Ross Douthat seemed fairly disgusted by my call for self-sacrifice of the surviving pothead youth:
— Ross Douthat (@DouthatNYT) October 14, 2012
— Ross Douthat (@DouthatNYT) October 14, 2012
There are two things going on here worth teasing out. The first is a theological argument that I’m ill-equipped to engage in and that, even if I was, Ross would win handily because he’s one of the smartest thinkers I know on the topic. All I’ll say is that in a world in which the Old Ones are real and pagan sacrifice actually staves off the end of the world and the deaths of billions—as opposed to being used as an excuse to satisfy the bloodlust of the common folk—then the moral calculus shifts somewhat and Judeo-Christian thought is not entirely useful as an ethical compass.*
The second point has to do with the short story “The Ones Who Walk Away from Omelas.” It’s an interesting comparison, though I think slightly off. If you recall the short story, the citizenry of Omelas is aware of the sacrifice that happens on their behalf; they are shown the child who is tortured as children themselves and then choose to allow that cruelty’s continuance for the benefit of their society. The citizenry of Cabin in the Woods, however, is not aware of the sacrifice being made on their behalf. They are unaware of the Old Ones and unaware of the violence being done to innocents** to satisfy them. It’s true, the pseudo-corporate/pseudo-governmental agency that manages the sacrifice knows what’s going on—and they are punished for it, horribly, at the film’s end. But is it morally justified to sacrifice further billions, who knew nothing of the evil? Are they as wicked as those of Omelas?

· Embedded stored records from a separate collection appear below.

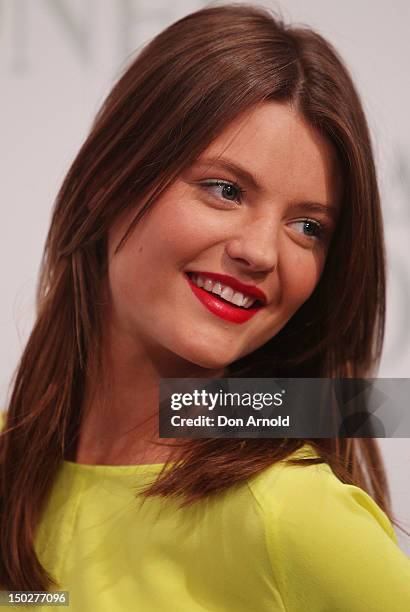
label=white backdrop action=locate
[0,0,410,554]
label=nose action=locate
[225,215,279,273]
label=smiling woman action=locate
[0,5,410,612]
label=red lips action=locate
[185,273,265,323]
[190,270,267,306]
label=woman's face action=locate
[108,102,341,369]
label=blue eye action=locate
[200,179,246,204]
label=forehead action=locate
[199,102,341,210]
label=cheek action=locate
[279,249,325,314]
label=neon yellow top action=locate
[25,445,410,612]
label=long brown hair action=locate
[0,4,400,590]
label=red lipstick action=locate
[186,272,266,323]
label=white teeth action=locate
[192,274,256,308]
[232,291,246,306]
[212,282,222,295]
[204,278,214,291]
[221,287,235,302]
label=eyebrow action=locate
[192,157,337,219]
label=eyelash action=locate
[199,179,326,240]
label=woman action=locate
[0,5,410,612]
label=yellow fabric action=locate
[0,408,410,612]
[36,446,410,612]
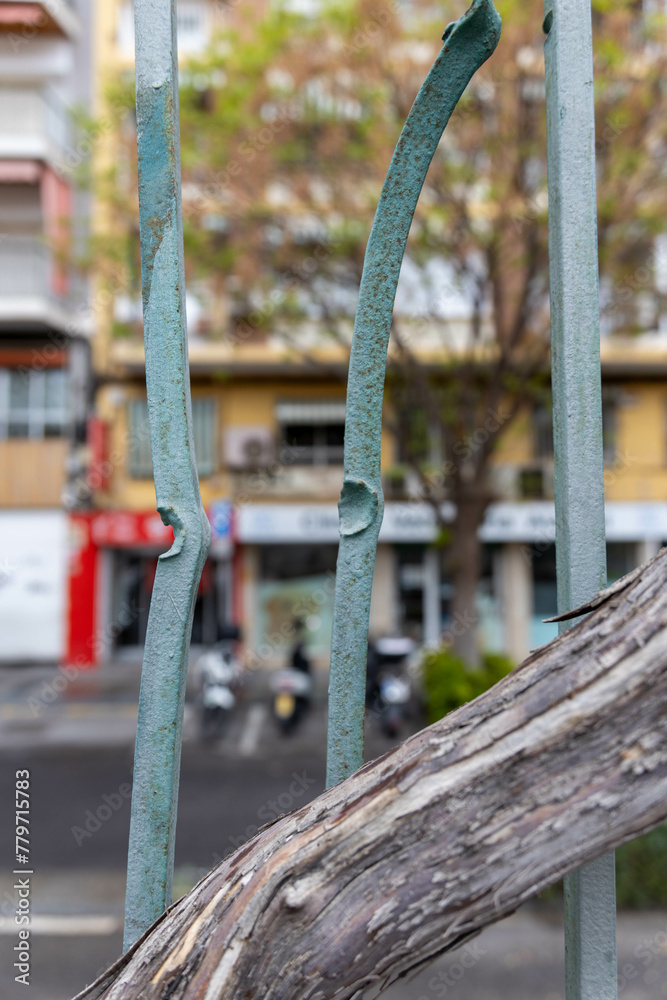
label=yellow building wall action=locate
[97,380,394,510]
[605,382,667,501]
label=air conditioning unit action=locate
[225,427,275,469]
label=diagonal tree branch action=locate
[78,549,667,1000]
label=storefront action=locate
[66,501,232,667]
[62,501,667,668]
[0,510,69,663]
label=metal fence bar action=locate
[327,0,500,787]
[544,0,617,1000]
[124,0,211,948]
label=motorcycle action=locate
[195,639,243,743]
[269,623,313,734]
[366,637,415,739]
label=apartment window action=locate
[128,398,216,479]
[276,400,345,465]
[0,368,69,438]
[533,404,554,459]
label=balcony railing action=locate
[0,236,52,298]
[0,87,71,160]
[0,236,87,333]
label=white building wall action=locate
[0,510,68,662]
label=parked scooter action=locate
[269,639,313,734]
[195,627,243,743]
[366,637,415,739]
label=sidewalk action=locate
[0,869,667,1000]
[0,657,414,760]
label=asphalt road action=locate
[0,706,667,1000]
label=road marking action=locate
[0,914,123,937]
[239,704,267,757]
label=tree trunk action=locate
[79,550,667,1000]
[444,486,488,667]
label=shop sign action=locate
[236,500,667,544]
[91,510,174,551]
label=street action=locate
[0,690,667,1000]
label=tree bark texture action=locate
[79,549,667,1000]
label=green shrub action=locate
[422,649,667,909]
[422,648,514,725]
[616,823,667,909]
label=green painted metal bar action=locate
[544,0,617,1000]
[327,0,500,787]
[124,0,211,948]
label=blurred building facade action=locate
[0,0,667,668]
[0,0,91,661]
[69,0,667,667]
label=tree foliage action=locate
[95,0,667,658]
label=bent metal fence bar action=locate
[125,0,616,1000]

Another criticism of my post revolved around whether or not seeing no difference in a regime that secretly murders five to save the lives of billions and a regime that would kill billions for fun is “moral relativism.” Here’s Julian Sanchez:
— Julian Sanchez (@normative) October 14, 2012
And here’s a commenter on the previous post: “If the finale is as you characterize it, it demonstrates neither nihilism nor, of all things, moral relativism. It demonstrates, merely, a rejection of utilitarianism.”

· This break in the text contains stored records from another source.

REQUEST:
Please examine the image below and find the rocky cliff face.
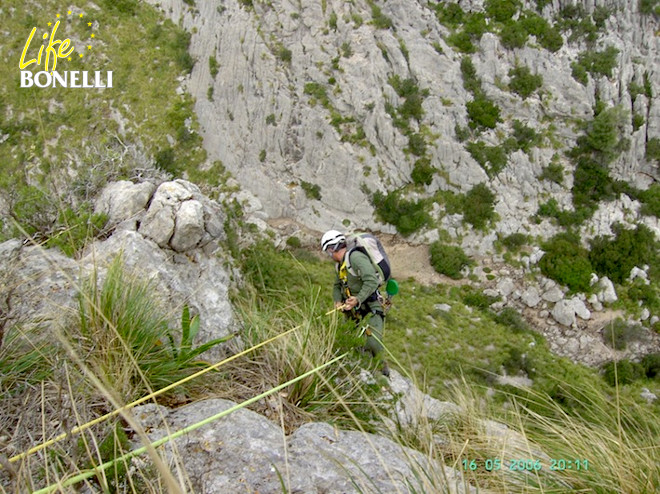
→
[0,180,234,358]
[151,0,660,252]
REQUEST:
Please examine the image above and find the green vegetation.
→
[411,157,437,185]
[0,237,660,492]
[434,0,564,54]
[539,233,594,292]
[539,162,564,185]
[603,359,644,387]
[603,317,643,354]
[465,141,507,177]
[646,137,660,163]
[209,56,220,79]
[502,233,530,252]
[639,0,660,15]
[368,0,393,29]
[639,184,660,218]
[371,190,431,237]
[509,66,543,99]
[556,5,611,45]
[463,183,496,230]
[0,0,206,243]
[300,180,321,201]
[74,257,226,402]
[429,242,472,280]
[568,106,630,224]
[589,225,660,283]
[571,46,619,85]
[465,94,502,129]
[484,0,522,22]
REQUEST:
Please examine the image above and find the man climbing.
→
[321,230,390,377]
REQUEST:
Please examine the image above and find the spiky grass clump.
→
[73,257,180,401]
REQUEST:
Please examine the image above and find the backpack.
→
[346,233,392,285]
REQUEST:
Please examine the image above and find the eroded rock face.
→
[135,392,472,494]
[0,180,233,358]
[143,0,660,254]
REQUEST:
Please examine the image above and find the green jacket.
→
[332,250,381,308]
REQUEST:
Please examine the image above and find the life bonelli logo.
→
[18,10,112,89]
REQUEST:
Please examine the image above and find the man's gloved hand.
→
[344,296,360,310]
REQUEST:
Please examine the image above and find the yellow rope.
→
[6,326,301,467]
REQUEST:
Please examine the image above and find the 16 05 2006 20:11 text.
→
[461,458,589,472]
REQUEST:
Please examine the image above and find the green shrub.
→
[463,12,489,42]
[646,137,660,163]
[209,56,220,79]
[372,190,431,236]
[639,184,660,218]
[304,82,331,109]
[502,233,529,252]
[586,106,627,163]
[11,185,57,238]
[463,183,495,229]
[512,120,543,153]
[447,31,477,53]
[509,66,543,99]
[640,353,660,379]
[557,5,604,45]
[589,224,658,283]
[495,307,530,333]
[573,158,614,209]
[465,141,507,177]
[465,94,502,129]
[461,286,501,311]
[300,180,321,201]
[75,257,227,402]
[639,0,660,15]
[519,13,564,53]
[435,3,466,29]
[407,132,426,156]
[628,280,660,314]
[286,235,302,249]
[539,233,594,292]
[576,46,619,82]
[461,57,481,95]
[429,241,471,280]
[539,163,564,185]
[275,43,293,63]
[155,147,179,177]
[388,75,429,122]
[411,158,436,185]
[500,21,529,50]
[603,317,643,350]
[484,0,520,22]
[571,62,589,86]
[370,2,393,29]
[602,359,644,386]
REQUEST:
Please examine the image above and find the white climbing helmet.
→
[321,230,346,252]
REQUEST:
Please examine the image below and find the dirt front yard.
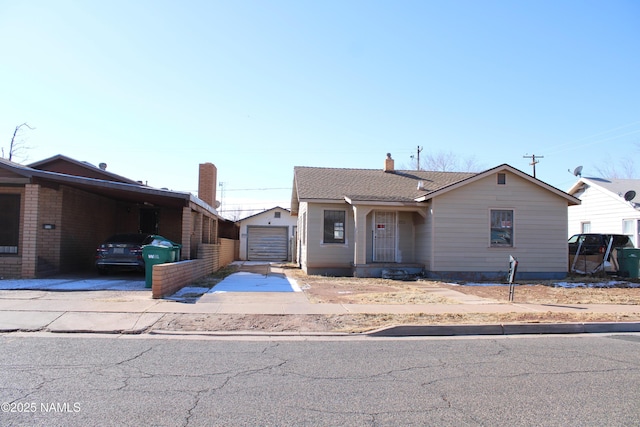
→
[154,266,640,333]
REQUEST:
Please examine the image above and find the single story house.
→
[0,155,222,278]
[568,177,640,247]
[291,154,580,280]
[237,206,298,261]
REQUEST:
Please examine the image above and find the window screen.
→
[491,210,513,246]
[323,211,346,243]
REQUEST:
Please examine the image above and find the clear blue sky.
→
[0,0,640,219]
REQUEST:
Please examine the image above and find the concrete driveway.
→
[0,273,145,292]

As to Julian’s point I will simply reiterate that in a world in which pagan gods are real what is “just” shifts slightly and, therefore, the decision to let the heavens fall becomes slightly trickier.
Does the rejection of self-sacrifice constitute a morally sound embrace of absolutism and a rejection of utilitarian thought? I mean, it could. I don’t think the film makes the case, however. The actions of the final two characters amount to “Well, it’s not fair for us to be chosen to be sacrificed, so f—k it. Let’s spark up a jay and watch the world burn.” I also think it’s unfair for those kids to be killed, but their acceptance of the idea that there is no difference between a world that is unfair to them personally and a world that is unfair to billions of unaware innocents strikes me as pretty damn relativistic. I could be wrong.
*That being said, this is definitely something I’d like to read more from on Ross. If not at his NY Times blog, then maybe The American Scene? FWIW, Victor Morton made the same point I’m making here in a series of tweets; maybe he’d be interested in blowing that out in a blog post? Let’s continue this discussion, people!
**There is an interesting secondary discussion to be had about the relative level of innocence of the teens in The Cabin at the Woods: It’s pointedly noted that they must engage in classically defined horror movie “bad behavior” of their own free will (drinking, drugs, sex, etc.) for the ritual to go down properly, but given the manipulation of the bureaucrats one would be justified in asking just how freely they were actually acting.